Short overview of current status of processed Data IO and Exploratory Data Analysis along with most common word, ngrams and scope of population data.
if(!exists('US.twitter')) {
con <- file("final/en_US/en_US.twitter.txt", "rb", encoding = "UTF-8")
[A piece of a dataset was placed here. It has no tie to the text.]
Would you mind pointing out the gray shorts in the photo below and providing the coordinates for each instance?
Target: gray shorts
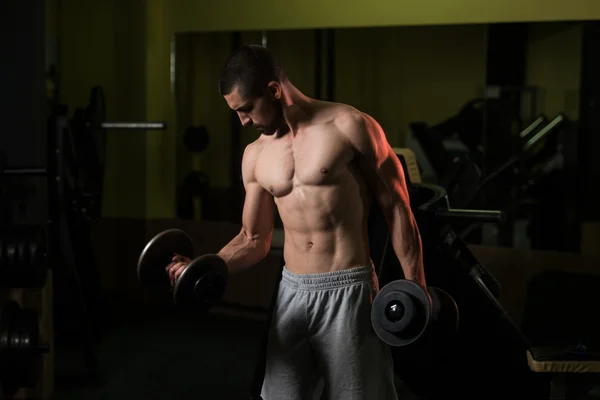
(321, 343)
type_data = readLines(con, skipNul = FALSE,encoding = "UTF-8")
close(con)
US.twitter <- data.frame(type_data, stringsAsFactors=FALSE)
remove(type_data)
}
## Warning in readLines(con, skipNul = FALSE, encoding = "UTF-8"): line 167155
## appears to contain an embedded nul
## Warning in readLines(con, skipNul = FALSE, encoding = "UTF-8"): line 268547
## appears to contain an embedded nul
## Warning in readLines(con, skipNul = FALSE, encoding = "UTF-8"): line
## 1274086 appears to contain an embedded nul
## Warning in readLines(con, skipNul = FALSE, encoding = "UTF-8"): line
## 1759032 appears to contain an embedded nul
if(!exists('US.news')) {
con <- file('final/en_US/en_US.news.txt', "rb", encoding = "UTF-8")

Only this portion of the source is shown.